The article addresses this directly:

"After lots of research and testing, they made a big decision: rather than turn every single piece of the phone into modules, from the processor to the RAM to the hard drive, they’d consolidate all that into the standard frame. They found that people don't care about, or want to think about, the processor in their phone. And they especially don't want to worry about it being compatible with all their apps. Users just want a good phone with good specs that does all the basics well, and then they want a place to play on top of that."

They did the research. It turned out that people didn't care about those components after all.

If you think your research is better, build the product.
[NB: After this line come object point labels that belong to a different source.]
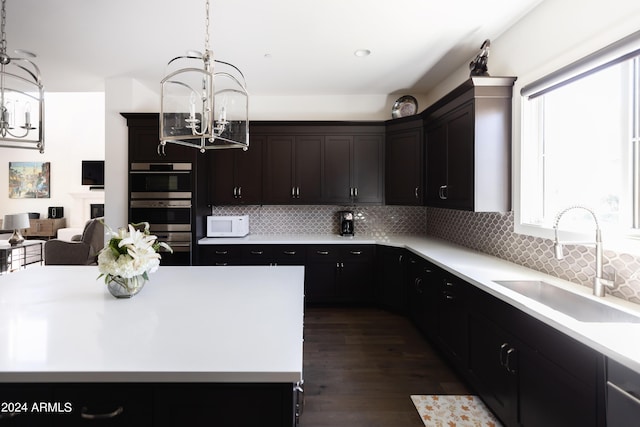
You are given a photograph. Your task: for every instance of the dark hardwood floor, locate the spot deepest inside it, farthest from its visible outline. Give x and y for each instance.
(361, 365)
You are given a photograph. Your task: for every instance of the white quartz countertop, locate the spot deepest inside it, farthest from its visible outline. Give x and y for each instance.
(191, 324)
(619, 341)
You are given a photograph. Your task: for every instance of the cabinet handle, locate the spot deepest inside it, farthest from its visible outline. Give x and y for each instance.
(87, 416)
(503, 354)
(509, 366)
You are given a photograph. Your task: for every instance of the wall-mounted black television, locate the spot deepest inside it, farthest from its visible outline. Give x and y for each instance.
(93, 173)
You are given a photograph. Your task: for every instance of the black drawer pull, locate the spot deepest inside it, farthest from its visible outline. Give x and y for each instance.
(87, 416)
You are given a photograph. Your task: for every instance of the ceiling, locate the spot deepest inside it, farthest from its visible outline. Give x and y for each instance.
(283, 47)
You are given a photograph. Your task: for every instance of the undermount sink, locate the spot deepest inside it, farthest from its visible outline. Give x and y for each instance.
(576, 306)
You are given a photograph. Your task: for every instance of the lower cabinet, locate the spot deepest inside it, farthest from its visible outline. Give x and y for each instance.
(148, 405)
(333, 273)
(339, 274)
(529, 373)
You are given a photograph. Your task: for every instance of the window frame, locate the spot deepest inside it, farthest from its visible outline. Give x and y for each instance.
(619, 51)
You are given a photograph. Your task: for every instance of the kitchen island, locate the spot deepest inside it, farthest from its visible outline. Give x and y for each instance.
(197, 345)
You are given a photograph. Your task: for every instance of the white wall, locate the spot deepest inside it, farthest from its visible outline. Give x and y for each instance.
(555, 33)
(74, 131)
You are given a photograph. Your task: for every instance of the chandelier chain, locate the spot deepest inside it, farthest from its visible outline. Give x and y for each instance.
(3, 43)
(206, 29)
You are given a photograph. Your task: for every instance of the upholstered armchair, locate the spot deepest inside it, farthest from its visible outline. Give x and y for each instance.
(82, 250)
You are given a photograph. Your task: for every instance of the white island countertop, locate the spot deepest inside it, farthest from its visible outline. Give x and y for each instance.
(188, 324)
(619, 341)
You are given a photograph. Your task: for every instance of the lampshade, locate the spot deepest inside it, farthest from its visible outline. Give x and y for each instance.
(16, 222)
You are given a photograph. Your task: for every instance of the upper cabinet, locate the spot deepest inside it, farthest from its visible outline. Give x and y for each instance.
(404, 167)
(144, 141)
(235, 176)
(468, 147)
(353, 169)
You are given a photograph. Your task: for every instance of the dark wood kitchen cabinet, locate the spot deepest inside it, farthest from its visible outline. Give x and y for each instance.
(339, 274)
(404, 162)
(235, 175)
(530, 374)
(468, 147)
(391, 273)
(144, 141)
(293, 169)
(353, 169)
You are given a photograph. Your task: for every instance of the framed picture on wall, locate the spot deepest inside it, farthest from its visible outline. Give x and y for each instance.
(29, 180)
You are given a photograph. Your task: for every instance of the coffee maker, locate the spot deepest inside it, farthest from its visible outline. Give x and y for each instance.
(345, 219)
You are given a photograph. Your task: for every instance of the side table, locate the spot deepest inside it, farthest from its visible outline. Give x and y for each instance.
(19, 256)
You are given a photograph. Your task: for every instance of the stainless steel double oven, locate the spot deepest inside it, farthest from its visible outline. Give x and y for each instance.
(161, 194)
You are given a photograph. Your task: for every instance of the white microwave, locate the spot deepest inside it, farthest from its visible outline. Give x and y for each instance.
(228, 226)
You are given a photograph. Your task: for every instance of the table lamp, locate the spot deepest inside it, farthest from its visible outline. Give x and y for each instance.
(16, 222)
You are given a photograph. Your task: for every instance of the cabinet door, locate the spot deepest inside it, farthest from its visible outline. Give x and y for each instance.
(493, 365)
(144, 146)
(404, 166)
(355, 274)
(248, 172)
(460, 170)
(453, 319)
(222, 185)
(336, 184)
(320, 273)
(367, 169)
(391, 277)
(436, 164)
(278, 170)
(308, 169)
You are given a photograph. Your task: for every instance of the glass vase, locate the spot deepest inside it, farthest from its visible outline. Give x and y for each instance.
(125, 287)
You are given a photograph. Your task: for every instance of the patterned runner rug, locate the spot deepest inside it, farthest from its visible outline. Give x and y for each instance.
(454, 411)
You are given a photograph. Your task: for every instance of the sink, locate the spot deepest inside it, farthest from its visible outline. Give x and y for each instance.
(576, 306)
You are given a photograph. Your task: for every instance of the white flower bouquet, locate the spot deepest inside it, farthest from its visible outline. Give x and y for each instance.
(129, 256)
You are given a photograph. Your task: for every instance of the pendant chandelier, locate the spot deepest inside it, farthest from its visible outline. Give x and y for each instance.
(204, 102)
(21, 98)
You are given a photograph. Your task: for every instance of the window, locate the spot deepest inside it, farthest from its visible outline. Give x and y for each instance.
(580, 143)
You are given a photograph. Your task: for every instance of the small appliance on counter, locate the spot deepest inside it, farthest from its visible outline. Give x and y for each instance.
(228, 226)
(345, 219)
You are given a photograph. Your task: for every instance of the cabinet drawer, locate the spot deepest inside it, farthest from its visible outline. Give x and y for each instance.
(257, 254)
(105, 405)
(289, 254)
(357, 253)
(220, 254)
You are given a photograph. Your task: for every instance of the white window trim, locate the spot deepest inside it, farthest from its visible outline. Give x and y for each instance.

Did the research ask how many people wanted to carry around a bag/box of spare modules they might need during the day, or how big the bag/box would need to be?

>If you think your research is better, build the product.

Or not.

I'm all for experimentation, but hardware is always tricky, and the original idea - open source hardware - has always been problematic.

It looks like the cost of module development is going to be way outside the budget of individuals, security is going to be an issue, and unless the platform builds a big ecosystem very quickly - possible, but unlikely - there's going to be little incentive for companies to join up.

ARA makes perfect sense as a concept phone for hardware research, but I'm less convinced it can ever be a viable popular commercial product.


> If you think your research is better, build the product.

I've been saying since the announcement of Ara (and even earlier with that Phonebloks Kickstarter) that it will not work.

So if you'd like to put it that way... I guess my research was better. Also, I have not built a modular phone, but neither has Google. Since I didn't spend 2 years not building the phone, I guess my non-existent product is better too.


And you don't find it curious that what made the original concept implausible suddenly is found to "not be desired" by costumers?


I find it entirely reasonable that research shows consumers don't want products that don't work very well. The text I quoted explicitly called out that it would be a software compatibility nightmare.


So then what modularity do they think consumers do care about?

And yes, that was exactly what everyone was saying from the beginning: it's infeasible to do what Ara was dreamt up to do.


Sure, I can find that section of the article for you:

"Which brings us to the most important question still facing Project Ara: what the hell kind of modules are people going to build? Woolridge and his team took their user research to the Mobile World Congress conference in Barcelona in February, where they started showing it to potential partners: carriers, tech companies, fashion brands, everyone.

Turns out they all have ideas. Better speakers, flashlights, panic buttons, fitness trackers, projectors, app-shortcut buttons, kickstands, a million other things. Some are incredibly high-tech—pro-level cameras clearly fascinate the Ara team, and they all get excited at the idea of replacing my hideous tape recorder with a microphone module—but some aren’t. Bertrand shows me a small compact case for storing makeup, and a small hollow pillbox. They’re also building “style” modules, which don’t do anything except look nice. Apparently, when given the opportunity to make anything that plugs into their phone, people come up with some pretty useless ideas."


> potential partners... Carriers, tech companies, fashion brands

Aka the people whose weird priorities got us to this position (needing/wanting Ara) to begin with?